CCIA Hails Pavlovich Decision

Decision Rejects Expansion of Jurisdiction on the Internet

Washington, DC – The Computer & Communications Industry Association (CCIA) today commended the California Supreme Court’s decision yesterday to deny jurisdiction in Pavlovich v. Superior Court (DVD CCA). The court determined that jurisdiction in California may not be based on the mere act of posting information on a website accessible in the state. This ruling prevents a dangerous precedent that would have harmed all website operators.

Matthew Pavlovich helped maintain a website where DeCSS, a program that is alleged to violate the Digital Millennium Copyright Act (DMCA), was posted. At issue was whether state courts in California could exercise jurisdiction over Mr. Pavlovich without a showing of more significant contacts with the state. Mr. Pavlovich was a student in Indiana at the time the suit arose and currently is a resident of Texas.

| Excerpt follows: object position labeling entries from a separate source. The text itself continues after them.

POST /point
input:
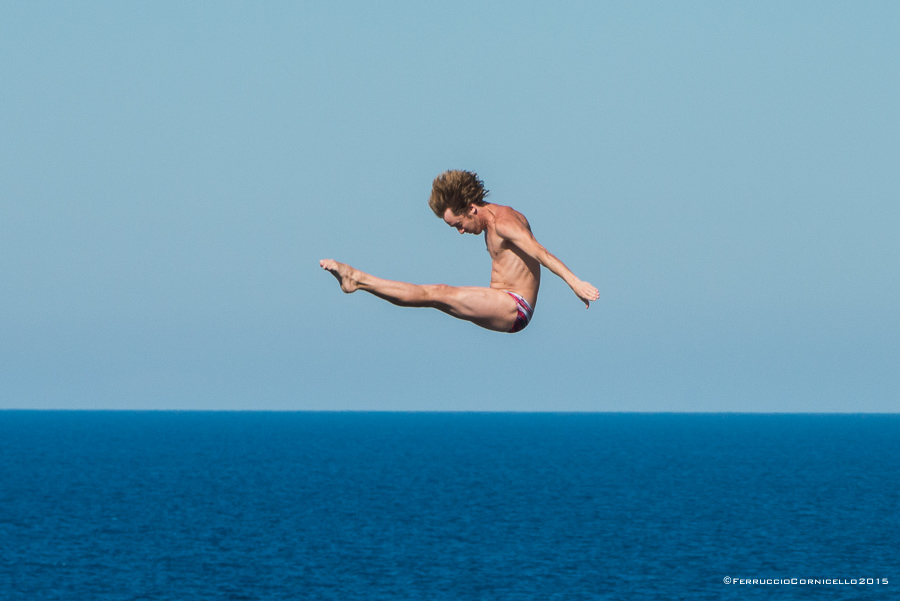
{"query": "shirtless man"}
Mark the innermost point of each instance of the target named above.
(457, 197)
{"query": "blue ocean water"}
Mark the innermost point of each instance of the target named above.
(345, 506)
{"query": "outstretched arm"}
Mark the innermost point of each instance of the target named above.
(518, 233)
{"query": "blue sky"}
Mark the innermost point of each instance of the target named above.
(728, 174)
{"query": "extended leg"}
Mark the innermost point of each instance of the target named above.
(486, 307)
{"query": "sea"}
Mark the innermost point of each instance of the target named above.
(343, 506)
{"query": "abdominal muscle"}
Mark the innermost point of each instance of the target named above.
(511, 272)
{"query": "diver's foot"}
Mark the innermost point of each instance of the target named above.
(346, 275)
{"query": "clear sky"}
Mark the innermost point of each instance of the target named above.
(727, 173)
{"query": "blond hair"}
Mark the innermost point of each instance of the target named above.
(456, 190)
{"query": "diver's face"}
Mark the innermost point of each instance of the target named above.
(464, 224)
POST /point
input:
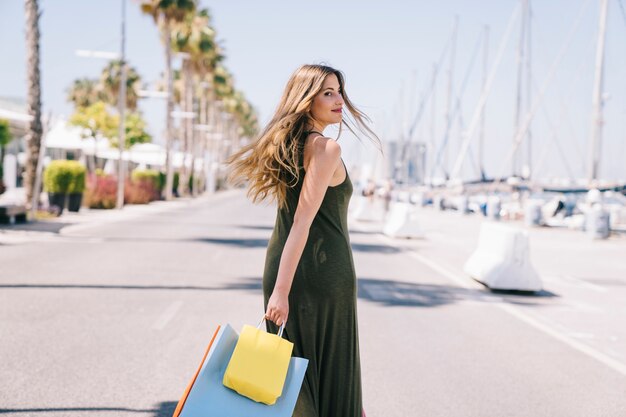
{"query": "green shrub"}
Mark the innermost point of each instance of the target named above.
(101, 192)
(57, 177)
(64, 177)
(150, 175)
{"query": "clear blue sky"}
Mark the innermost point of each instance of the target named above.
(386, 49)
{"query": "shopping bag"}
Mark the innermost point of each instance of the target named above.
(206, 396)
(258, 367)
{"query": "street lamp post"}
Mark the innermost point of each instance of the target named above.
(121, 172)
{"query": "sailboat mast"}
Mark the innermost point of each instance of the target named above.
(518, 98)
(481, 142)
(450, 87)
(597, 100)
(528, 87)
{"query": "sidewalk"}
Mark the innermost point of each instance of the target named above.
(69, 222)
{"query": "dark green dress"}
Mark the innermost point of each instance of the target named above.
(322, 321)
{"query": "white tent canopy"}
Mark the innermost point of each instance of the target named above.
(64, 136)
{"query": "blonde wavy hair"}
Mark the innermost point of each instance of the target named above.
(271, 163)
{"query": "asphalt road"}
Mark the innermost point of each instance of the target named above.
(110, 318)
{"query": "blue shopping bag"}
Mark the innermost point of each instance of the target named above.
(206, 395)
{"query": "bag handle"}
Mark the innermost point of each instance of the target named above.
(280, 330)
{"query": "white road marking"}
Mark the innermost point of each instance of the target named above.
(585, 284)
(520, 315)
(581, 347)
(167, 315)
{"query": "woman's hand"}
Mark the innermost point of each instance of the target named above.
(278, 308)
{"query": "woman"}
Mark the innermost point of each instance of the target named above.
(309, 281)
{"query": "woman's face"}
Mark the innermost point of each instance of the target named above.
(328, 103)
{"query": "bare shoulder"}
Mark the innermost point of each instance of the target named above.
(324, 147)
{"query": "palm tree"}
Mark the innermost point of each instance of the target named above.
(195, 37)
(165, 13)
(35, 128)
(110, 84)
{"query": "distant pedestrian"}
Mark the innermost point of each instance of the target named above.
(309, 275)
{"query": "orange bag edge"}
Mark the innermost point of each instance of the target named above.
(183, 399)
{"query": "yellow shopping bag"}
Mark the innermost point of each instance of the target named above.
(259, 364)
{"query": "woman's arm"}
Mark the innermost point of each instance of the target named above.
(325, 158)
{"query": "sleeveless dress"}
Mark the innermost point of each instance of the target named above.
(322, 322)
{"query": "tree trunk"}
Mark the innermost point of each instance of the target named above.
(169, 172)
(183, 185)
(35, 129)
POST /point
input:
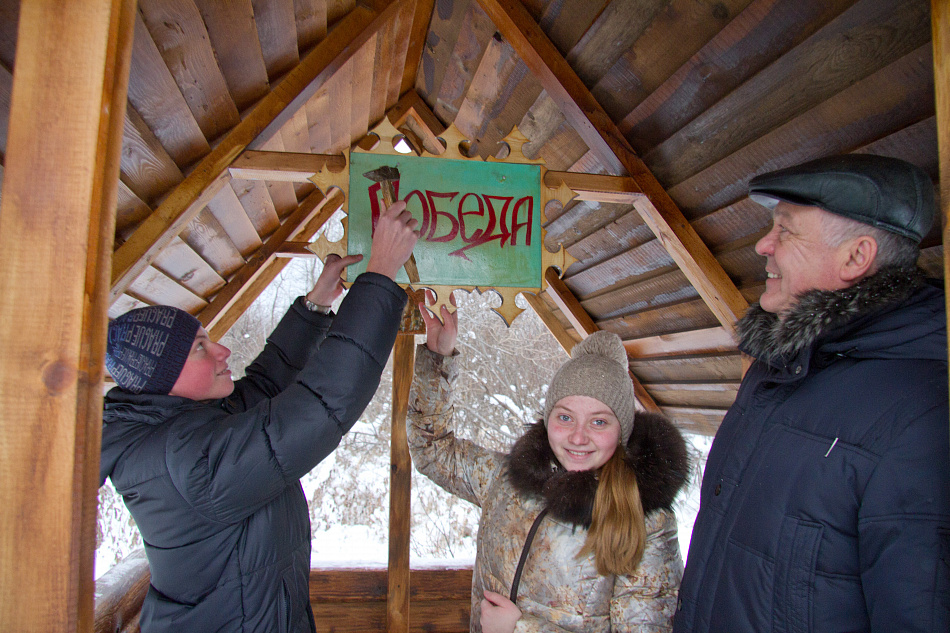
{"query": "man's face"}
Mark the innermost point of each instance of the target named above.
(205, 375)
(797, 257)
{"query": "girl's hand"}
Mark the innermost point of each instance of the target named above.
(498, 613)
(440, 334)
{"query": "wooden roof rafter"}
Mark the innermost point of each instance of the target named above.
(595, 127)
(278, 106)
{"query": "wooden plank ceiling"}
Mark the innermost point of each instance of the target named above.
(689, 98)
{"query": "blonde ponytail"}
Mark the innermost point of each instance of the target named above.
(617, 533)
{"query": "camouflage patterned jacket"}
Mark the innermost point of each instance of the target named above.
(558, 592)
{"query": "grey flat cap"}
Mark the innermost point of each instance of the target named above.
(887, 193)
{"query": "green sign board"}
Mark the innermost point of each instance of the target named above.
(480, 221)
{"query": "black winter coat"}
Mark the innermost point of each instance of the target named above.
(214, 486)
(825, 502)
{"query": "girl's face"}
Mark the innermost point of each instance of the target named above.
(583, 432)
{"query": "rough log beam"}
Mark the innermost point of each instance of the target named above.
(568, 304)
(315, 205)
(187, 200)
(940, 24)
(284, 166)
(60, 178)
(595, 127)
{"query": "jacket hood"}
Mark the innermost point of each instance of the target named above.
(125, 413)
(655, 451)
(892, 314)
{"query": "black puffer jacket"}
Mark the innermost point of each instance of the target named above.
(826, 498)
(214, 486)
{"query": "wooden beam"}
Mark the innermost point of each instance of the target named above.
(412, 116)
(550, 321)
(284, 166)
(595, 127)
(571, 308)
(596, 187)
(940, 25)
(60, 178)
(314, 206)
(714, 339)
(400, 488)
(187, 200)
(422, 14)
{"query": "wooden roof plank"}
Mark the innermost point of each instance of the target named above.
(362, 86)
(569, 306)
(287, 166)
(234, 220)
(676, 33)
(469, 46)
(445, 25)
(146, 168)
(602, 136)
(616, 29)
(415, 43)
(311, 19)
(250, 281)
(845, 51)
(237, 47)
(153, 287)
(277, 33)
(182, 39)
(61, 162)
(185, 266)
(157, 98)
(897, 96)
(754, 39)
(258, 205)
(210, 174)
(715, 339)
(211, 241)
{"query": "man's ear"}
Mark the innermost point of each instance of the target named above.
(861, 253)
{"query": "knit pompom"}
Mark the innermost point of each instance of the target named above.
(602, 343)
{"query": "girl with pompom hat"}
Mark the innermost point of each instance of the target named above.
(577, 531)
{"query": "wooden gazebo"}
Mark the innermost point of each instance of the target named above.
(162, 151)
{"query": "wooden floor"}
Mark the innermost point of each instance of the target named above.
(344, 600)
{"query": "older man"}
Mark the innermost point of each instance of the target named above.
(826, 498)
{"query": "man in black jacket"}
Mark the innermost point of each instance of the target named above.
(210, 468)
(825, 502)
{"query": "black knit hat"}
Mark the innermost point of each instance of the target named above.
(884, 192)
(147, 348)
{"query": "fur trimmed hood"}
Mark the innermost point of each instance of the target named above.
(820, 312)
(655, 451)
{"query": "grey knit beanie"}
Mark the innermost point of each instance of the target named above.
(147, 348)
(598, 368)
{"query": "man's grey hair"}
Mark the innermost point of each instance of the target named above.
(892, 249)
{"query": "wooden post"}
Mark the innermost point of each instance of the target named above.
(940, 24)
(57, 224)
(400, 486)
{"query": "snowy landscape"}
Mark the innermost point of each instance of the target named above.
(502, 382)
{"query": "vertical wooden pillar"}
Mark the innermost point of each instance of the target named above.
(400, 484)
(56, 232)
(940, 21)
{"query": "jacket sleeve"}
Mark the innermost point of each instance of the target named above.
(231, 466)
(461, 467)
(645, 601)
(904, 528)
(295, 339)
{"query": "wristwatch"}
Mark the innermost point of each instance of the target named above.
(315, 308)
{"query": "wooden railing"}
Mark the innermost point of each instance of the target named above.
(343, 599)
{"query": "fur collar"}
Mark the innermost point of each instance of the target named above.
(763, 336)
(655, 451)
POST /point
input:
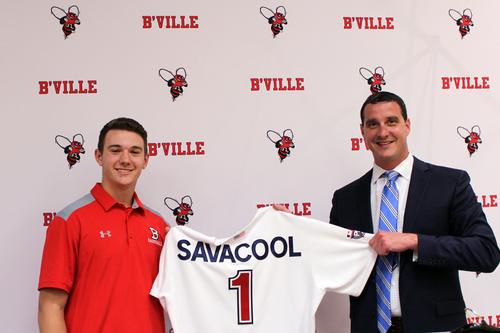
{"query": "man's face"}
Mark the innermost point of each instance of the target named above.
(122, 160)
(385, 132)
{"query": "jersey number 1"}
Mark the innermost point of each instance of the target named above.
(242, 283)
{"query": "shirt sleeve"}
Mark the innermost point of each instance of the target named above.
(161, 283)
(341, 260)
(59, 255)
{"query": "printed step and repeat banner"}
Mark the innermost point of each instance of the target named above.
(246, 103)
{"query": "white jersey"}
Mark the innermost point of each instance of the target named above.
(270, 277)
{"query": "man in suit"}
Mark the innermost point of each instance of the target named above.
(440, 229)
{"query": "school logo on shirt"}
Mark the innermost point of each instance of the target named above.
(181, 210)
(275, 18)
(72, 148)
(472, 138)
(105, 233)
(155, 237)
(464, 20)
(354, 234)
(284, 142)
(67, 19)
(374, 79)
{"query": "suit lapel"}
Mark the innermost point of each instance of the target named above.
(364, 204)
(418, 186)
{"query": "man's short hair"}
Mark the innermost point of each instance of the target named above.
(384, 96)
(126, 124)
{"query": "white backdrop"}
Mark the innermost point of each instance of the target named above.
(240, 167)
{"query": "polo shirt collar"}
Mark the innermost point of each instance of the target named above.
(107, 201)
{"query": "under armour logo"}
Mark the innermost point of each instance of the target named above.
(105, 233)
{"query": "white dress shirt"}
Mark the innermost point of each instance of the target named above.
(377, 185)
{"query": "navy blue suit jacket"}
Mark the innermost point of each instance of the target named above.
(453, 235)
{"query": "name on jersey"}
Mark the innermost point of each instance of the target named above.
(260, 249)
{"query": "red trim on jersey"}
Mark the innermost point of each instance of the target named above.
(103, 257)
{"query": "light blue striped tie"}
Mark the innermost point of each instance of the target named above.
(388, 221)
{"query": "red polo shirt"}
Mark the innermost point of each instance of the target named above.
(105, 256)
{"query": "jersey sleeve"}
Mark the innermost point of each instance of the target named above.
(59, 255)
(341, 260)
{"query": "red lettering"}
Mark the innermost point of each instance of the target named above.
(299, 82)
(275, 85)
(183, 23)
(43, 87)
(355, 143)
(179, 149)
(389, 21)
(486, 84)
(166, 148)
(305, 208)
(359, 22)
(255, 84)
(193, 22)
(57, 86)
(189, 151)
(47, 218)
(92, 88)
(199, 148)
(267, 83)
(347, 23)
(446, 83)
(174, 24)
(65, 85)
(81, 89)
(493, 200)
(152, 151)
(160, 20)
(146, 22)
(485, 204)
(72, 90)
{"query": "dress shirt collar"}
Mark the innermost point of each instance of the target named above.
(404, 169)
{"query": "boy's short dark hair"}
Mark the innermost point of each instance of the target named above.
(126, 124)
(384, 96)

Ed Black, President and CEO of CCIA said: “Our nation’s legal precedents are clear: one must ‘purposefully avail’ himself of the benefits of a particular forum to be subject to the jurisdiction of that forum. Mr. Pavlovich’s only contacts to the State of California were that he, like millions of people, helped maintain a website that could be viewed there. He neither lived nor did business in California and had no real contact with California. Clearly, he did not ‘purposefully avail’ himself of the benefits of California law, the standard required by the United States Supreme Court. To subject Mr. Pavlovich to personal jurisdiction in California would have set a disastrous precedent. If followed in other states, any website operator would be subject to the laws and courts of any jurisdiction in the United States that has Internet access — jurisdiction anywhere and everywhere.”

CCIA filed an amicus brief in this case, which can be found here. The brief did not take a position on the underlying dispute.